• John Harbison
  • Closer to My Own Life (2011)

  • Associated Music Publishers Inc (World)
  • 2(pic).2(ca).2(bcl).2(cbn)/2.2.0.0/timp.perc/cel/hp/str
  • Mezzo Soprano
  • 19 min
  • Alice Munro
  • English

Programme Note

Text (English):
Alice Munro

Premiere:
October 16, 2011
Christine Rice, mezzo-soprano
The MET Orchestra
Fabio Luisi, conductor
Carnegie Hall, New York, NY

Composer note:
In her 2006 collection The View from Castle Rock, Alice Munro included some stories which had not belonged in her previous books of fiction. Why not? In the forward she explains "they were not memoirs but they were closer to my own life than the other stories I had written, even in the first person." Then, later — "You could say that such stories pay more attention to the truth of a life than fiction usually does. But not enough to swear on." Many of her characteristic themes appear on these "something-like-stories" revealing sources of the conflicts, joys, shadows, and surprises that have generated many of her fictions.

Most exceptionally, the closing strains of some of these tales include reflective summaries — adapted, with the author's permission, as the text for Closer to My Own Life.

There are four sections, responding to questions implied in Munro's words: where did we come from, what do we desire, how do we deal with our mortality, what do we remember.
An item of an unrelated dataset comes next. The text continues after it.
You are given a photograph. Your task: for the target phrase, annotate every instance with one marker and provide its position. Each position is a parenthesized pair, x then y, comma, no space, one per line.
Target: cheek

But the piece is also made from sounds and proportions which took shape during a very welcome re-reading of all Munro's fiction, before I had arrived at a text. I was aware of what constantly caught me in her writing — the ambiguity of the situations, the sudden fatefulness and decisiveness, the strangeness which also seems very close. These are qualities which may be in the vocal part, but also in the keen participation of the instruments, the eventfulness of an accompaniment which represents the presence of hidden disturbances or possibilities.

I am grateful to the Nash Family Foundation and to James Levine for the opportunity to work with words by the prose writer I love most, and to write for the matchless orchestra of the Metropolitan Opera.